程奇头痛欲裂,惨叫一声捂着头倒下去,手里黏糊糊地湿,他反应一下才明白是自己的血,疼得嗷嗷叫。
一只脚重重踩在他胸口,压的他呼吸不上来,上面的人嗤笑着说:“你也配叫杉杉?杉杉只有我能叫。”
郑助理带着医生回来,打开房间的灯,程奇头上脸上全被玻璃渣子戳破,满头满脸都是血,脸色苍白瞪大眼睛瑟瑟发抖。
医生处变不惊地上前,打开医药箱拿出镊子和止血纱布,开始给程奇处理伤口。
郑助理蹲下身观察一阵,确定没有性命之忧,松一口气。
霍序商抽完手里的烟,随手将烟头撩在程奇身上,垂眼瞧着忙碌的医生,“叫你回来不是给他包扎的。”
医生茫然地抬起头。
霍序商偏头看向医药箱里中枢神经兴奋剂的盒子,突然勾起唇角笑了下,有几分邪佞:“还剩几支?”

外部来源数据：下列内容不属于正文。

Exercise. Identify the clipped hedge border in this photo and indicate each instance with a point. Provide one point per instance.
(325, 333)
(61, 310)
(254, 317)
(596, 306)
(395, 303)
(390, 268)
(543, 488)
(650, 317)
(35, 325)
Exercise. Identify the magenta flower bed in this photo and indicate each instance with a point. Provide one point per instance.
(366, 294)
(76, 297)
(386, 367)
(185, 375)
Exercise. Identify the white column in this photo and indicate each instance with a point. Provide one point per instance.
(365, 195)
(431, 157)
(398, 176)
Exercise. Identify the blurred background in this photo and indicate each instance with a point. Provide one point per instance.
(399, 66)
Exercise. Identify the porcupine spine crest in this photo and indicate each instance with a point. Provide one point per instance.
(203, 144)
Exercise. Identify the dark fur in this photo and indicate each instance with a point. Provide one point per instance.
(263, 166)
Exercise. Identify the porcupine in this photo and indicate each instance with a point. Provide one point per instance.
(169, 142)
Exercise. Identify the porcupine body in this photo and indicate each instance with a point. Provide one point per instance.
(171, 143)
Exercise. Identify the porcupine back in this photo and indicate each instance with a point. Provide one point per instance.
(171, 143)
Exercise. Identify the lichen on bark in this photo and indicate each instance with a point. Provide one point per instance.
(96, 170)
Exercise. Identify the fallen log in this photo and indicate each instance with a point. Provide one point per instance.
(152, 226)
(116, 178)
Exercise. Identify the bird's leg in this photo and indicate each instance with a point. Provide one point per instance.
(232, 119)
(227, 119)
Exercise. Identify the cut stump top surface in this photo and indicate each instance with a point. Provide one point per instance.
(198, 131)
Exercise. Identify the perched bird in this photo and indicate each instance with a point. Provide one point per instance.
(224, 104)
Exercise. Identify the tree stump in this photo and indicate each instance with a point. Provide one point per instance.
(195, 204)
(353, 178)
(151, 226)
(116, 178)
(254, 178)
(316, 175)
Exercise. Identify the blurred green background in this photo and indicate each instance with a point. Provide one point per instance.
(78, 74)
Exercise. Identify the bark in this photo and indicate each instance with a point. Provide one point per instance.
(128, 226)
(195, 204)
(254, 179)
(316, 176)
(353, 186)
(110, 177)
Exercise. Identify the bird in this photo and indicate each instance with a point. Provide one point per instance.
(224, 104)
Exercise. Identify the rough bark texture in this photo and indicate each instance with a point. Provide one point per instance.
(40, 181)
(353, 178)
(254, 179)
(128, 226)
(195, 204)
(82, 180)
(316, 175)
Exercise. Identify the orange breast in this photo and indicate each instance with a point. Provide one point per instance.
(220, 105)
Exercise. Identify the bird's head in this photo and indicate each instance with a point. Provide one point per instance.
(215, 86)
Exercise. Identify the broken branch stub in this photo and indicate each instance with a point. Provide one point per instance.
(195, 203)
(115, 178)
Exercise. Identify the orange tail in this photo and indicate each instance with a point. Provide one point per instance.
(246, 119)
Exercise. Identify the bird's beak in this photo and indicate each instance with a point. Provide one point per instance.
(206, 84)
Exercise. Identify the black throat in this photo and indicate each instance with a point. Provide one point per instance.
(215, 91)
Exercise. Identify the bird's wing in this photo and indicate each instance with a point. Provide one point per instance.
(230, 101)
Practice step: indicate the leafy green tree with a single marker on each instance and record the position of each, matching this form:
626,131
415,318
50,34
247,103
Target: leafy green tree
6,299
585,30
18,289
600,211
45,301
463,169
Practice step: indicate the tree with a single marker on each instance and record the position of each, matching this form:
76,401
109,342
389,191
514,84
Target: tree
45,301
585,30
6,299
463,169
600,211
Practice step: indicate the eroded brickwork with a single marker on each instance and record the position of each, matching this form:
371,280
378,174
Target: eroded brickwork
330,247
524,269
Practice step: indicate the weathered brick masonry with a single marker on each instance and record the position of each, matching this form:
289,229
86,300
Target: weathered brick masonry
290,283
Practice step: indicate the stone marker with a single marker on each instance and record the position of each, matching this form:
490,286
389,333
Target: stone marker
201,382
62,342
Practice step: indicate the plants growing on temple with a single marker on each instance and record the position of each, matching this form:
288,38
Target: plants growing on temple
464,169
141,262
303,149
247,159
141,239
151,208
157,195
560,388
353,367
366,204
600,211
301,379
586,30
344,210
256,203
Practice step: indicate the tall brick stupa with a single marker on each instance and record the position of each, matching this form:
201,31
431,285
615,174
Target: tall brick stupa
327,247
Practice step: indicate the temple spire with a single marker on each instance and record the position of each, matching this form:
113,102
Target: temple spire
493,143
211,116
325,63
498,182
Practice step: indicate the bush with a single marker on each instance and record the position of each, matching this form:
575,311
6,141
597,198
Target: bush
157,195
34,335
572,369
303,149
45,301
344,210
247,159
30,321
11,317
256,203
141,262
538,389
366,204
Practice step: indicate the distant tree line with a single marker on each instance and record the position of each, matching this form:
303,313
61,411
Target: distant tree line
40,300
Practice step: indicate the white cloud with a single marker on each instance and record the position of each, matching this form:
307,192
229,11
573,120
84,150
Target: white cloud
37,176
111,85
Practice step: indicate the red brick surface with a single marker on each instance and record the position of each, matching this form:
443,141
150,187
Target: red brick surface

医生吓了一跳,严肃地告诫他,“这个药我最多一天给你一支,打多了心脏负荷不了。”
“我不用,给他打。”
霍序商很淡定踢一脚程奇。
医生目光在他们几个人之间转一圈,掀开盒子,“3支,全打了他受不了的。”
这种药不在市面上流通,只在见不得光的地下流通,偶尔有运动员赛前会用,一旦被查出来就是终身禁赛。
霍序商轻描淡写下命令:“打。”
说得仿佛不值一提。
郑助理浑身一哆嗦,想起简裴杉今天跟他说的那番话,或许他真的该考虑在万都换个靠山。
程奇哭得鼻涕眼泪地求饶。
霍序商瞧他一阵,嘴角翘起来,柔声细语地说:“杉杉不是你说的那种人,他好心给你介绍工作,你反过来找我告状污蔑他。”
“你不知道杉杉有多好,他善良温柔,很干净,你竟然说他有心机。”
“你不配得到杉杉的好,他还去医院看望你,他都没来看过我。”
一针一针的下去,程奇眼神涣散全身抽搐着晕厥过去,昏迷之前唯一的想法,原来霍序商才是个简裴杉养的狗!
简裴杉放狗咬我!
霍序商双手理好身上散乱睡袍,起身跨过地上的程奇,“打听一下最近杉杉和洛——小三哥出席的活动,我要去见杉杉。”
程奇提醒了他曾经做过的事情多么恶劣,他对简裴杉造成的伤害不可原谅,可是他不能没有杉杉。
他怎么失去的简裴杉,就要怎么夺回来。